Most of the album is fast, with “Rider of the Astral Fire”, and “Age of Mystic Ice”, and “New Century Tarantella” rampaging along like Rhapsody of Fire in full speed mode. Even here, there’s curveballs. “Rider of the Astral Fire” has a comical a-capella vocal section that sounds like a Danny Elfman soundtrack, and “New Century Tarantella” does for Italian folk music what Angra did for Brazilian tribal music.
Those are the worst songs on the album, by the way.
“War of the Universe” is an arresting and immediate opening track, with great melodies and a propulsive feel. Turilli likes writing epics, but he never goes wrong when he writes for the 4:00 minute mark, either.
“Demonheart” is savage and corroded, almost industrial metal in places, but with tons of speed and an addictive chorus. Olaf Hayer turns in another great vocal performance here.
“Prince of the Starlight” is the fastest song, and the second most formally elaborate. Helloween-style dual harmonies exist alongside Baroque cadences, electronic flutters, and a progressive jazz-sounding piano part. Often, Luca’s guitar parts are treated with phaser effects, and seem to needle and drill like laser beams bracketing a target. Alien-sounding, yet accessible.
But none of these are the greatest composition Prophet has to offer. That would be the 11-minute long closing track, “Prophet of the Last Eclipse”. After an eerie vocal intro, Turilli hits the afterburners hard, with fragments of shouted Latin (in mezzo-soprano and tenor vocal parts) swirling like leaves in the wake of drummer Robert Hunecke-Rizzo’s double-bass blast. The song is relentlessly heavy and crushing, delivering agitated verses and an immense chorus, before an extended guitar solo section, and then a final implosion into neotonal free-time music. I don’t know if this is the best song Turilli ever wrote. I do know that no better one came to my mind before I finished this paragraph. Requiem aeternam dona eis Domine: et lux perpetua luceat eis.
The limited edition of the album from Limb Music is worth getting. “Caprice in A Minor” is just filler – cool if you’re into classical music, I guess. “Autumn’s Last Whisper” is an Icelandic neofolk ballad (with vocals from Rannveig Sif Sigurðardóttir) that sounds like it wandered in from a CD in a totally different aisle. But then there’s “Dark Comet’s Reign”, which is a monster of a track. It could have easily swapped places with one of the lesser uptempo songs on the main album release.
If you’re in the “power metal fan who’s becoming bored and jaded” group, this is (and has) everything you could possibly want. It’s over two decades old but still sounds fresh and forward looking.
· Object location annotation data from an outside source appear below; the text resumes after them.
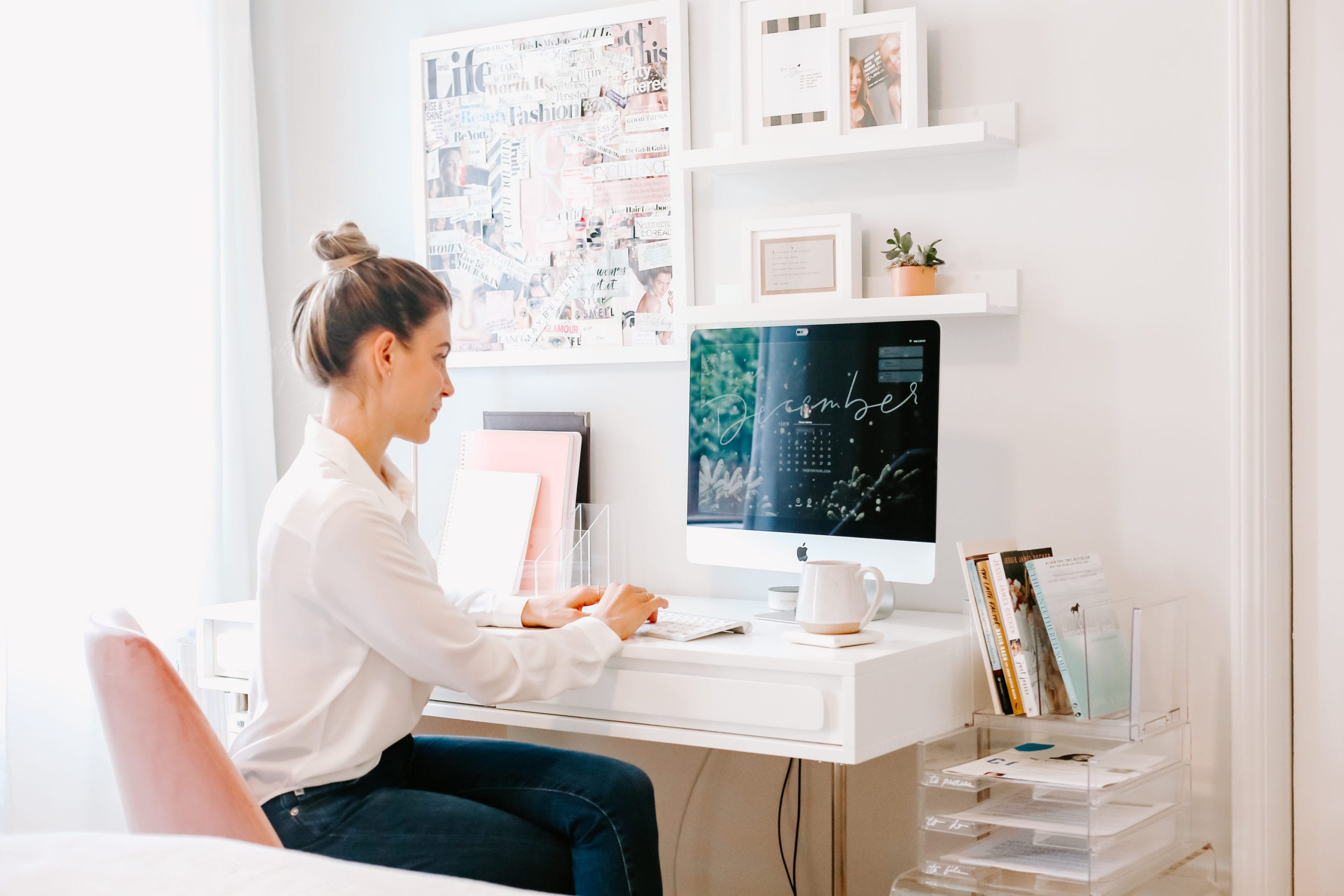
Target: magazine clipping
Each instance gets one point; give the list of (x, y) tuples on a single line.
[(549, 191)]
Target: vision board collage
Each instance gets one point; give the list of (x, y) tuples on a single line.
[(548, 187)]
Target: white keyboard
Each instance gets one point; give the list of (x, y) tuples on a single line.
[(685, 626)]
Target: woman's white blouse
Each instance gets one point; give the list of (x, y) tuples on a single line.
[(355, 630)]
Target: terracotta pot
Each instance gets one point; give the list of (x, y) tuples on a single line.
[(911, 280)]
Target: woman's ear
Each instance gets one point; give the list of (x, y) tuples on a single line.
[(383, 343)]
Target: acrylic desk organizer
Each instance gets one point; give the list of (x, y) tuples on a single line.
[(1121, 825), (580, 553)]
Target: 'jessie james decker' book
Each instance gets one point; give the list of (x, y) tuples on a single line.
[(1043, 678), (1002, 640)]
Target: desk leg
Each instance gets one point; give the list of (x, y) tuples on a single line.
[(839, 829)]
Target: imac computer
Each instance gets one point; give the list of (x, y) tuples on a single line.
[(815, 442)]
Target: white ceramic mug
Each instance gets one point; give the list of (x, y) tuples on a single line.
[(831, 598)]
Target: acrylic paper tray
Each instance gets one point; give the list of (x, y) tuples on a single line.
[(1092, 825), (1182, 868), (992, 735), (579, 553)]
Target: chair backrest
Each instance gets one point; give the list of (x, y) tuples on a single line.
[(172, 773)]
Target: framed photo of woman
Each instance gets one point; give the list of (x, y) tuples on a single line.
[(882, 70)]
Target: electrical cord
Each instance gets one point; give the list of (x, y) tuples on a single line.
[(797, 824), (676, 851)]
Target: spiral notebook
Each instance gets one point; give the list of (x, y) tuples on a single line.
[(490, 522), (555, 458)]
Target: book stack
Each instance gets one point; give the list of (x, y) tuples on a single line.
[(1050, 644)]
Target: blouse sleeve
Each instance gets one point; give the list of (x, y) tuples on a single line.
[(368, 577)]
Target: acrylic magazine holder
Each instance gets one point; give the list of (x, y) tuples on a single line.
[(1120, 824), (579, 553)]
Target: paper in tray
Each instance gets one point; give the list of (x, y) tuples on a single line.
[(1057, 763), (1074, 820), (1015, 852)]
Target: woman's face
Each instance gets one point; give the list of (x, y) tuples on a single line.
[(418, 383), (660, 285)]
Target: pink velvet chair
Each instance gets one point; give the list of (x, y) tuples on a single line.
[(174, 774)]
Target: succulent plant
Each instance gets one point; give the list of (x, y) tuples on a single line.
[(904, 253)]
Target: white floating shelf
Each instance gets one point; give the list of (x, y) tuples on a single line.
[(951, 132), (998, 299), (551, 356)]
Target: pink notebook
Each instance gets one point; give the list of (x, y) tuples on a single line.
[(555, 457)]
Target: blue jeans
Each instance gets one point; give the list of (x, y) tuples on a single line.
[(495, 810)]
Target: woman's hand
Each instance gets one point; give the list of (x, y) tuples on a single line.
[(560, 609), (625, 608)]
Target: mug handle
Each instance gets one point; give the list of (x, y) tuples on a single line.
[(877, 599)]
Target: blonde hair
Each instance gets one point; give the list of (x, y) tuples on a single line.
[(359, 292)]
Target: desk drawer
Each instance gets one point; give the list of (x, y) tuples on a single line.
[(783, 705)]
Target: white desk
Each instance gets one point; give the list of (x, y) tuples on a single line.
[(750, 693)]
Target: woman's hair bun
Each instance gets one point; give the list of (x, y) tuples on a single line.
[(347, 239)]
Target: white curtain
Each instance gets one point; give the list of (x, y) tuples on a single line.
[(139, 442)]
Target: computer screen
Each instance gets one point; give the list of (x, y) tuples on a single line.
[(820, 430)]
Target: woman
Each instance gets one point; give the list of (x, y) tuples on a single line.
[(355, 632), (860, 113), (656, 282)]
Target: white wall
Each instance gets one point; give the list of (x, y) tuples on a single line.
[(1096, 421), (1318, 147)]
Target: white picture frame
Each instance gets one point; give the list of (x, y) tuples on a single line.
[(785, 258), (490, 88), (749, 51), (866, 42)]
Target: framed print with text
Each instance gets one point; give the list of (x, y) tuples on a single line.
[(784, 81), (815, 257), (882, 70)]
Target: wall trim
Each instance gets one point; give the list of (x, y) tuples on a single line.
[(1261, 522)]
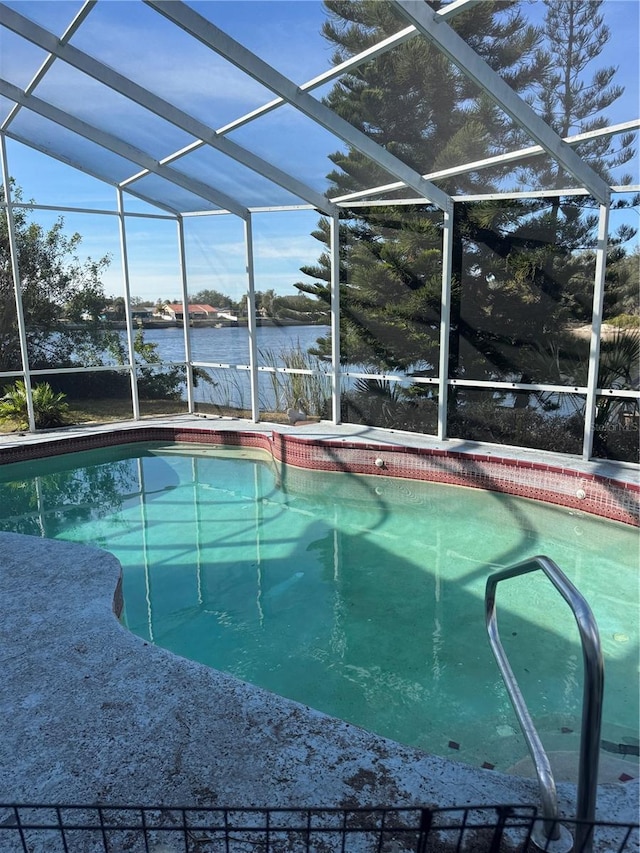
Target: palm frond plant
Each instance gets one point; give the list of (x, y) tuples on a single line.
[(50, 407)]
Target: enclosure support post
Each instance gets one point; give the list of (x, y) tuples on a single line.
[(17, 285), (251, 319), (127, 307), (185, 325), (596, 331), (334, 224), (445, 321)]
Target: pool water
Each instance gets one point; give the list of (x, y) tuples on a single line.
[(359, 596)]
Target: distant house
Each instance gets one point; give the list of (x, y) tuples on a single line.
[(197, 311)]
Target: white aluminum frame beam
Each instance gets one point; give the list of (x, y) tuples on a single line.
[(186, 325), (81, 167), (119, 83), (73, 27), (475, 68), (596, 333), (218, 41), (17, 284), (446, 13), (498, 160), (133, 372), (121, 148)]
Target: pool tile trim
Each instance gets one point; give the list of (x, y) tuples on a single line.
[(604, 496)]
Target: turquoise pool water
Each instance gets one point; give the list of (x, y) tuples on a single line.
[(359, 596)]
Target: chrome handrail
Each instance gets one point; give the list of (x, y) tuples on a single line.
[(591, 701)]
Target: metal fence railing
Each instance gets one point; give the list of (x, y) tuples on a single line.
[(142, 829)]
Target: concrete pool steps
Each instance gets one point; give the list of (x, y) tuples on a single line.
[(565, 765), (90, 713)]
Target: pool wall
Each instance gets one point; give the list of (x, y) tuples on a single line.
[(563, 485)]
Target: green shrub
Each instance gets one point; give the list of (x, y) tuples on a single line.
[(625, 321), (50, 408)]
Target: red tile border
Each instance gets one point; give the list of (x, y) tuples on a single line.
[(590, 493)]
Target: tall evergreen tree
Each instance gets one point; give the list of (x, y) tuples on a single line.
[(416, 104), (519, 268)]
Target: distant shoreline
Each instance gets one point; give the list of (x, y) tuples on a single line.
[(199, 324)]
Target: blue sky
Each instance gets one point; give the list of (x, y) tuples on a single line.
[(140, 44)]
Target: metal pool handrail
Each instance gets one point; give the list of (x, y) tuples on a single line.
[(591, 703)]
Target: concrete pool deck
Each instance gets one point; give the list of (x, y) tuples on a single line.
[(90, 713)]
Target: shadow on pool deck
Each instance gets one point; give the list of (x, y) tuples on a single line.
[(91, 713)]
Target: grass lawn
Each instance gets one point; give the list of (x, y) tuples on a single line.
[(111, 410)]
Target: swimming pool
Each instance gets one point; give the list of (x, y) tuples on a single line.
[(358, 596)]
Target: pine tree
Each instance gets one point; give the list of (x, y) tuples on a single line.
[(522, 270), (414, 103)]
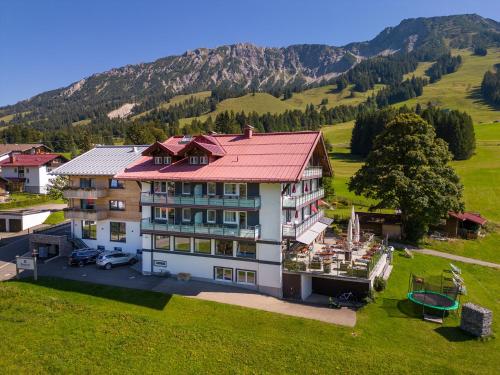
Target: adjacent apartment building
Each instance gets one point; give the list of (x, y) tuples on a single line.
[(30, 172), (219, 207), (104, 211)]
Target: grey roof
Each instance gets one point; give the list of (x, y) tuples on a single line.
[(101, 161)]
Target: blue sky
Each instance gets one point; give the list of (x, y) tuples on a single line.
[(47, 44)]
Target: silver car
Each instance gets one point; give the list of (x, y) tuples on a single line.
[(109, 259)]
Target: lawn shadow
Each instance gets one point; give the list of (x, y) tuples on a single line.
[(400, 308), (477, 97), (150, 299), (453, 334)]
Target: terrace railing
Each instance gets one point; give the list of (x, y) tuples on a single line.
[(301, 200), (249, 232), (202, 200), (295, 230)]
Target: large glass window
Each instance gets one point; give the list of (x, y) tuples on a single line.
[(116, 184), (186, 214), (247, 250), (230, 217), (117, 231), (87, 183), (211, 188), (223, 274), (162, 242), (89, 230), (202, 245), (182, 244), (117, 205), (230, 189), (245, 277), (211, 216), (224, 247)]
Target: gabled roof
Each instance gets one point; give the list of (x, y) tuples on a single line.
[(264, 157), (21, 160), (468, 216), (101, 161), (7, 148)]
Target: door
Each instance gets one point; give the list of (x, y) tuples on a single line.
[(198, 218)]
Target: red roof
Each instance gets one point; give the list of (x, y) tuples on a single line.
[(21, 160), (468, 216), (265, 157)]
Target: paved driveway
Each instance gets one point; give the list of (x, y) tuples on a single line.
[(126, 276)]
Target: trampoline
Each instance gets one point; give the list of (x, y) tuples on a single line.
[(433, 300)]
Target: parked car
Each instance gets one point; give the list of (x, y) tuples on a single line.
[(82, 257), (109, 259)]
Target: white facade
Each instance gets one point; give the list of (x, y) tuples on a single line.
[(103, 235), (37, 179)]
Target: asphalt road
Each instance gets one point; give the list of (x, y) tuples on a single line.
[(19, 245)]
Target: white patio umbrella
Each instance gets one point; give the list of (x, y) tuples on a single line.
[(357, 230), (349, 235)]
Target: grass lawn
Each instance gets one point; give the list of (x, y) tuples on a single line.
[(70, 327), (460, 90), (55, 218)]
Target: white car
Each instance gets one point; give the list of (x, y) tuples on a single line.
[(109, 259)]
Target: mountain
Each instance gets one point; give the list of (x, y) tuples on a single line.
[(243, 67)]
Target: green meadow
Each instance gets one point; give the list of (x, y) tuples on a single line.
[(57, 326)]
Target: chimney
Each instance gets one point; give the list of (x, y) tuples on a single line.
[(248, 131)]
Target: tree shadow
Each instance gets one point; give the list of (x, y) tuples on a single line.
[(150, 299), (454, 334)]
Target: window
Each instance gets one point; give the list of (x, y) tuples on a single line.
[(87, 183), (211, 216), (224, 247), (247, 250), (162, 242), (89, 230), (117, 232), (182, 244), (202, 245), (230, 217), (211, 188), (223, 274), (87, 204), (160, 187), (245, 277), (117, 205), (186, 214), (116, 184), (230, 189)]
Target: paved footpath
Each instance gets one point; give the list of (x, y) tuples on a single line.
[(458, 258)]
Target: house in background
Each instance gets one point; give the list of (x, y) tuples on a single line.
[(466, 224), (104, 211), (6, 149), (30, 173)]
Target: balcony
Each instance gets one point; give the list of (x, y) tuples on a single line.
[(85, 214), (302, 200), (201, 201), (252, 233), (85, 193), (313, 172), (295, 230)]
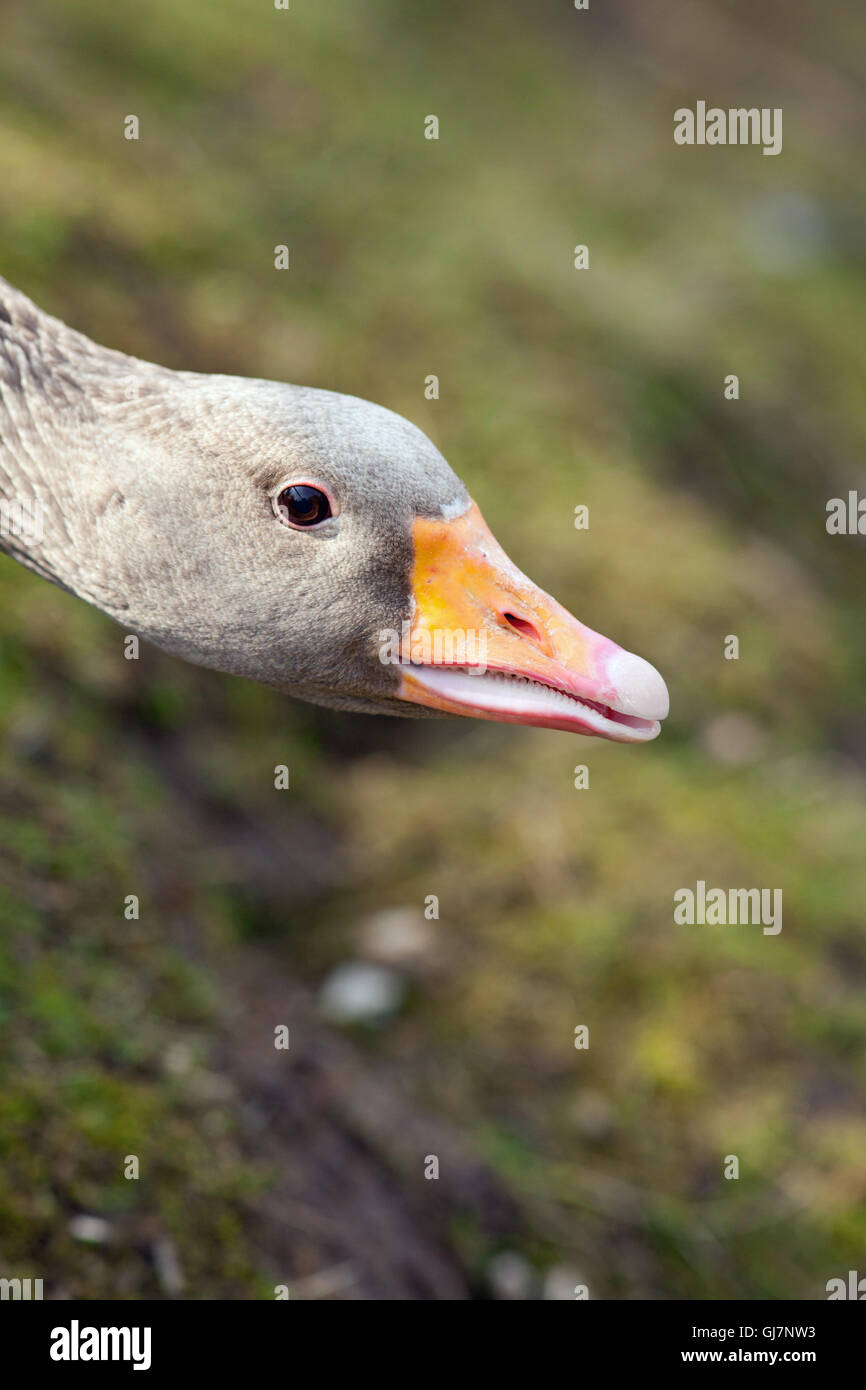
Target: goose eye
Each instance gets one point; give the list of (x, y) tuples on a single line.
[(302, 505)]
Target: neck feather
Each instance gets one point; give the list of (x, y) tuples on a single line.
[(61, 403)]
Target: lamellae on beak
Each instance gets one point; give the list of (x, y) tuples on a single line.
[(487, 642)]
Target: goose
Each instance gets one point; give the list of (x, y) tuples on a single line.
[(302, 538)]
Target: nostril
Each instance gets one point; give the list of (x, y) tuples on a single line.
[(521, 626)]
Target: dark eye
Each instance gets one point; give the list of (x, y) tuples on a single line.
[(302, 505)]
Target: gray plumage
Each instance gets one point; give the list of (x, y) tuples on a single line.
[(157, 487)]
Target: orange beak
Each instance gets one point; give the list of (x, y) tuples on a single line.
[(484, 641)]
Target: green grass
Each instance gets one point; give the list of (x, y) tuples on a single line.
[(556, 388)]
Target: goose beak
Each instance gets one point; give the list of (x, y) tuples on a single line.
[(485, 642)]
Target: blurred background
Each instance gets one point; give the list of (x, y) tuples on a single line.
[(453, 1037)]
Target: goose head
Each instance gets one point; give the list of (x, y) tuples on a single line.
[(302, 538), (323, 545)]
It’s as monumental and as well-constructed as an aircraft carrier: even in the lesser songs you’ll marvel at how tight and punchy the snare is, for example. I find this album infinitely more interesting than the post-Luca Rhapsody albums, or horrendous ripoff bands like Twilight Force. Who knew that trance musician Luca Turilli was capable of something like this?